Search Result Clustering

MSRA SRC is a tool for searching web with the Search Result Clustering (SRC) technique, that was developed at Web Search and Mining Group in MSR, Asia. On-the-fly it clusters a search engine’s search results into different groups, and provides meaningful and readable names for these groups. SRC changes the traditional representation of search results into a non-linear way, so as to facilitate the user’s browsing.

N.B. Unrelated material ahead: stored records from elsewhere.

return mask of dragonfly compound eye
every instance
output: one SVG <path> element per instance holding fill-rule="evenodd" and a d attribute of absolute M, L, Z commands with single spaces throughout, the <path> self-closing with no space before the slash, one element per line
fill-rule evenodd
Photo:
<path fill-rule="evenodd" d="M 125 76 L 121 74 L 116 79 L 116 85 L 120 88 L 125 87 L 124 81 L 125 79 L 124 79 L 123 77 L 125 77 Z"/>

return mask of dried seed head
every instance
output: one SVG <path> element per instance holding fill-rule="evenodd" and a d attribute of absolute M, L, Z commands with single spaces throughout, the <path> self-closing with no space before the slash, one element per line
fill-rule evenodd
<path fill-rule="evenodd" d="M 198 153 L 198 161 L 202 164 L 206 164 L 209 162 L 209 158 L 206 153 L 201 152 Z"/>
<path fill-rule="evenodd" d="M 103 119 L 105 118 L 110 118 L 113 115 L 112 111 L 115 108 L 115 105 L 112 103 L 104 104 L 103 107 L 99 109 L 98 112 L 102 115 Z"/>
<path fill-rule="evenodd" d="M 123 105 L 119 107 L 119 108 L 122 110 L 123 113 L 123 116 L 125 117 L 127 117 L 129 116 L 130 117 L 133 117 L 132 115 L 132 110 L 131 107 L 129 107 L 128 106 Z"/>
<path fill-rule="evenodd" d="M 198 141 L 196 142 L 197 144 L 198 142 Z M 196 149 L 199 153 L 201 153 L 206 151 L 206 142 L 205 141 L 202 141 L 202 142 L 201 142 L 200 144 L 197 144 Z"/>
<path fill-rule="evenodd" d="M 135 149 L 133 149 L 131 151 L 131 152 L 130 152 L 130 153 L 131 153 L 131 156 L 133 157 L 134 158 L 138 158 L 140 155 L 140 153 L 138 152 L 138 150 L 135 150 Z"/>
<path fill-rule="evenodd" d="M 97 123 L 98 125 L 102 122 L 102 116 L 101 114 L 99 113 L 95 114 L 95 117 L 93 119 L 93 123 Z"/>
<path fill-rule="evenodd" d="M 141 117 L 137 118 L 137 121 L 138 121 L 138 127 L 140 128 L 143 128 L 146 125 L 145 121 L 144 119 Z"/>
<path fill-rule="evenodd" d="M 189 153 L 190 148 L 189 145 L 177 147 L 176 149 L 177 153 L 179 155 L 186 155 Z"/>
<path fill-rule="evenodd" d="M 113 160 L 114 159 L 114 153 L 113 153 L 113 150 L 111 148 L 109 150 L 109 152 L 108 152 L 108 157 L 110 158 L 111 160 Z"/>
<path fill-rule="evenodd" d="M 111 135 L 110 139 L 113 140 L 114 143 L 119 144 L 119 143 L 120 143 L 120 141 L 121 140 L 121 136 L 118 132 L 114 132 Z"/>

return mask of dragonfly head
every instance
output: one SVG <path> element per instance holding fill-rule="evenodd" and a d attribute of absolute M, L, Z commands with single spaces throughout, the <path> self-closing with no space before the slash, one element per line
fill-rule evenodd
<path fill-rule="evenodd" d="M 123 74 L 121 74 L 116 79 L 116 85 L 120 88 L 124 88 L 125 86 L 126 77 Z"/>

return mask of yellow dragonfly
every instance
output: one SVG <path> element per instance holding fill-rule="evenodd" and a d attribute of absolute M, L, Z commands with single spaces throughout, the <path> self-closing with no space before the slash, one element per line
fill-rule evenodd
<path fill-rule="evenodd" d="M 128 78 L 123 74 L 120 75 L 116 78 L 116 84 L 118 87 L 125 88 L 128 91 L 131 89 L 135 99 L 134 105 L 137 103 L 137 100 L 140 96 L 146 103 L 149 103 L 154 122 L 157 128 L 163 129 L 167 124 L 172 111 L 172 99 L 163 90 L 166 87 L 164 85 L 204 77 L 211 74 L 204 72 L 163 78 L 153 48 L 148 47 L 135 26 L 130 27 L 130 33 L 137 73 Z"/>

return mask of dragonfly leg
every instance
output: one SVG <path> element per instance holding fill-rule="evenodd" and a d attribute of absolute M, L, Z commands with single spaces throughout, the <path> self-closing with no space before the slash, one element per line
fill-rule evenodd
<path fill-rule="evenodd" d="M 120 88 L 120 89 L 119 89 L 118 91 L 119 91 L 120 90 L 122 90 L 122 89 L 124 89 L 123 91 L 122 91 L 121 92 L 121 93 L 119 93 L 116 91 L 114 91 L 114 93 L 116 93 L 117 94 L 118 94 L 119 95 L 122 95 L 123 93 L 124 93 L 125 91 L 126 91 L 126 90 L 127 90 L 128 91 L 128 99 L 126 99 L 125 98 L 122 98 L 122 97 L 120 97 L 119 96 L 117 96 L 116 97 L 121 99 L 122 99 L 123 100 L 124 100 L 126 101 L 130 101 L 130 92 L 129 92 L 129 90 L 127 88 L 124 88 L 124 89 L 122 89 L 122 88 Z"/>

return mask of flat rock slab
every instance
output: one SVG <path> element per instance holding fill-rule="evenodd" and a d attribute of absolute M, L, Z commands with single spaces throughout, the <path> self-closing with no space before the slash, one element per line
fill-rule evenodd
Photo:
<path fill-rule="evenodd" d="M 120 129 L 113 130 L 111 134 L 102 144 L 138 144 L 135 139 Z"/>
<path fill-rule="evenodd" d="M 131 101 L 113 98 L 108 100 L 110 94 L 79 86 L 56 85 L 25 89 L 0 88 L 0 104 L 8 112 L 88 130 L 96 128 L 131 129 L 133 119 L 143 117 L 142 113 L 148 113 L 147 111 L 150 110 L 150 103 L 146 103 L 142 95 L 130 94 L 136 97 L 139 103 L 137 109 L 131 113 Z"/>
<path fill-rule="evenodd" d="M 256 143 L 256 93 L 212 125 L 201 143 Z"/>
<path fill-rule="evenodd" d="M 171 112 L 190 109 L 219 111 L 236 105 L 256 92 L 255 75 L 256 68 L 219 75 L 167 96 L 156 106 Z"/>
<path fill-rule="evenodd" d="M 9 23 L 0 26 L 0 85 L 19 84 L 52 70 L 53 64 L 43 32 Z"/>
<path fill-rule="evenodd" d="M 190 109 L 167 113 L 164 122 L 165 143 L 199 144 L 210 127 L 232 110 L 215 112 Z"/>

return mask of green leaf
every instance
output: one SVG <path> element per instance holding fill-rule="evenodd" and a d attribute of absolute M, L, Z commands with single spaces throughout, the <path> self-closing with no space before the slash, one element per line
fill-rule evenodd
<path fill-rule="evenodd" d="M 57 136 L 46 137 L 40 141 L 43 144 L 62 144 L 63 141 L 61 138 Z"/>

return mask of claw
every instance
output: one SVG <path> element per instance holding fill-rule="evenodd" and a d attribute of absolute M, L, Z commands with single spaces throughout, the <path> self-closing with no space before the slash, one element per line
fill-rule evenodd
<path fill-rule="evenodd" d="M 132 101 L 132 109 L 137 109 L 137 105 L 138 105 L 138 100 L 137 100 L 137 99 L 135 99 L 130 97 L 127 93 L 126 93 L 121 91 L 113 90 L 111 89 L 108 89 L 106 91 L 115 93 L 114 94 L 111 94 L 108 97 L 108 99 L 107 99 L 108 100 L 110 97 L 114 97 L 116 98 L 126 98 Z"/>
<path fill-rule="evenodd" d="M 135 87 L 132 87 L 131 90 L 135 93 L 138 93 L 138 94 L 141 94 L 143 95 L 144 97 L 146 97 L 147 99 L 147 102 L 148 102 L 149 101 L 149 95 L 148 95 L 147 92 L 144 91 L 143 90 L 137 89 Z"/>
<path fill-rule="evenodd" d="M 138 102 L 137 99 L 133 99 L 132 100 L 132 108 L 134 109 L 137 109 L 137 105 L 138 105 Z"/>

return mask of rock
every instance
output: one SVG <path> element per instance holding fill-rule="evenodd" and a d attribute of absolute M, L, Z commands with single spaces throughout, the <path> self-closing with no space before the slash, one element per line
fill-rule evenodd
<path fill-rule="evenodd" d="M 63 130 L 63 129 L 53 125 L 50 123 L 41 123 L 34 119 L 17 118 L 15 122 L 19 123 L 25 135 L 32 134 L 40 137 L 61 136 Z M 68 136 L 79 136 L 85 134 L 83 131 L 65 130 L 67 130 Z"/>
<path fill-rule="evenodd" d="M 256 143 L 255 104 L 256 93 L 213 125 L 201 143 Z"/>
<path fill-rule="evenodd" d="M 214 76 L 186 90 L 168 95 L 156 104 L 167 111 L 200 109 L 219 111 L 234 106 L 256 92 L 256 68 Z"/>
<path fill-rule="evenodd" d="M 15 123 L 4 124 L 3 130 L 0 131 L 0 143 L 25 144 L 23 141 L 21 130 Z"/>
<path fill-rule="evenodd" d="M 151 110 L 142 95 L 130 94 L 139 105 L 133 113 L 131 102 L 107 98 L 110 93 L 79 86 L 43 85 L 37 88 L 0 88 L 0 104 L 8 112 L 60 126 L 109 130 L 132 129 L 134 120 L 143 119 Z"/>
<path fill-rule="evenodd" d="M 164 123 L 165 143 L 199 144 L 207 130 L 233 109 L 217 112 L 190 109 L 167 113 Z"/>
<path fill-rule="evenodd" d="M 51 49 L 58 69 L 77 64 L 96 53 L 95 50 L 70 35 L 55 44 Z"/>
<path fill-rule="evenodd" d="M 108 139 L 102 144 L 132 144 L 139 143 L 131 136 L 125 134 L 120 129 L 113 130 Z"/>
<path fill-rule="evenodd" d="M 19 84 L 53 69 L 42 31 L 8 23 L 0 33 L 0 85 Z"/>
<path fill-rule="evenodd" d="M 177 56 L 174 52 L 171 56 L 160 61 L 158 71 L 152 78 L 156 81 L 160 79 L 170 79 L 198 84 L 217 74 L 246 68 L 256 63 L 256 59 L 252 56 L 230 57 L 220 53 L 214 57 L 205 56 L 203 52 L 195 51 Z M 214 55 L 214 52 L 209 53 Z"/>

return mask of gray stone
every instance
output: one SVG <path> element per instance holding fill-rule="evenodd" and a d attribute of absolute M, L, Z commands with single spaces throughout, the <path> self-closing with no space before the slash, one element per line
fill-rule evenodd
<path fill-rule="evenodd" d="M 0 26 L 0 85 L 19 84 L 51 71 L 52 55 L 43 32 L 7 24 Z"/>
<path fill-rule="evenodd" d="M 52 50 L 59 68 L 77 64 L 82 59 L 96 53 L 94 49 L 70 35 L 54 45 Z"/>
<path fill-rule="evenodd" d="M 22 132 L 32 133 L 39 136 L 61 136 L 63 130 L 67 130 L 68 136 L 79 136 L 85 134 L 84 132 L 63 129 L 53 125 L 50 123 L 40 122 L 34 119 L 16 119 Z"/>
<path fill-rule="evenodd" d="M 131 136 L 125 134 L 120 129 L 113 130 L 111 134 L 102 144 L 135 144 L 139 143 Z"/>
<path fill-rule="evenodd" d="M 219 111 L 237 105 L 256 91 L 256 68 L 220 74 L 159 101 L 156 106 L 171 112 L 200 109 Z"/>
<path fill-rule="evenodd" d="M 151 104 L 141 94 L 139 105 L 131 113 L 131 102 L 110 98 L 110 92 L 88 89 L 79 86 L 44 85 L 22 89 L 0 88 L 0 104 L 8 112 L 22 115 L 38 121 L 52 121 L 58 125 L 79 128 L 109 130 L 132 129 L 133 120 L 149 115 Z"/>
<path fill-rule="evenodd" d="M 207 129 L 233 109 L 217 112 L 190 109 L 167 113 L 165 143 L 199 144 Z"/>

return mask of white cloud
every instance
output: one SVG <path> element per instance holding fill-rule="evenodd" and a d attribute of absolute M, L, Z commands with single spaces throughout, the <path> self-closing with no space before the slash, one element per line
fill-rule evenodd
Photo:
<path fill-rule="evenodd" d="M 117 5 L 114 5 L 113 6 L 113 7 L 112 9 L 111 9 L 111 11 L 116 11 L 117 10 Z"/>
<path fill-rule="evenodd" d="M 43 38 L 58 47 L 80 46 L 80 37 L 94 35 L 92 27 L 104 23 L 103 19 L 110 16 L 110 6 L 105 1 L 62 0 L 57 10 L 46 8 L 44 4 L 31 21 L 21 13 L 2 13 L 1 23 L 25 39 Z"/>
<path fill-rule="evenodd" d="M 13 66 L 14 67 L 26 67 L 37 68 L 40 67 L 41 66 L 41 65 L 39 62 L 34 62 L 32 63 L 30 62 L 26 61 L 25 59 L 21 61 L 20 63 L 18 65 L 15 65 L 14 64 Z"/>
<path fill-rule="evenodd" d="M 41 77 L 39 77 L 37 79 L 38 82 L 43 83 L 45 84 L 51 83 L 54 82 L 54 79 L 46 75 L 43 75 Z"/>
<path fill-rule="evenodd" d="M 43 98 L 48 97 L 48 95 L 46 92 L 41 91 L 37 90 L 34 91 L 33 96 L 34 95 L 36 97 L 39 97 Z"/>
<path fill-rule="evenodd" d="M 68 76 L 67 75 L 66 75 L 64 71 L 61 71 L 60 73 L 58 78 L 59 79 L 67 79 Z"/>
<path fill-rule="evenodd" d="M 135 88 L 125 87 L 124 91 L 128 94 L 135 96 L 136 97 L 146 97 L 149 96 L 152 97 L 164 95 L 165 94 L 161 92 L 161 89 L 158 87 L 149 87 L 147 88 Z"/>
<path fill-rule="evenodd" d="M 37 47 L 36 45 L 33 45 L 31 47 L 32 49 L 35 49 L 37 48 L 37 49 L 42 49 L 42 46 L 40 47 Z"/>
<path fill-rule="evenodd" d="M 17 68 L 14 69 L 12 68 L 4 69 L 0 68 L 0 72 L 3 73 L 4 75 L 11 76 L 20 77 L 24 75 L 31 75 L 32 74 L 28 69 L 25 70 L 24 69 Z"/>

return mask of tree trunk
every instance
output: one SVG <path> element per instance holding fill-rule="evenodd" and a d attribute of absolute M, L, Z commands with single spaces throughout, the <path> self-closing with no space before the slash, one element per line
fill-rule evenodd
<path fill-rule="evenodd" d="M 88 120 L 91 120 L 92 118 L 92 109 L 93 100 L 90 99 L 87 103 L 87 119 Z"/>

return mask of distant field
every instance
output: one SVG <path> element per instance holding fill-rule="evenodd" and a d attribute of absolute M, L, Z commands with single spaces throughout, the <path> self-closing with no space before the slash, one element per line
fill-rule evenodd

Traditional clustering techniques don’t work for this problem because the documents are short, the cluster names should be readable and the algorithm should be efficient for on-the-fly calculation. The method takes on the whole problem in a different way and overcomes the difficulties in traditional clustering methods. It tries to first identify salient topics by identifying distinct and independent keywords, and then classifies the search results into these topics. Check out the release notes.

You can see the result map on the right when I search on my name.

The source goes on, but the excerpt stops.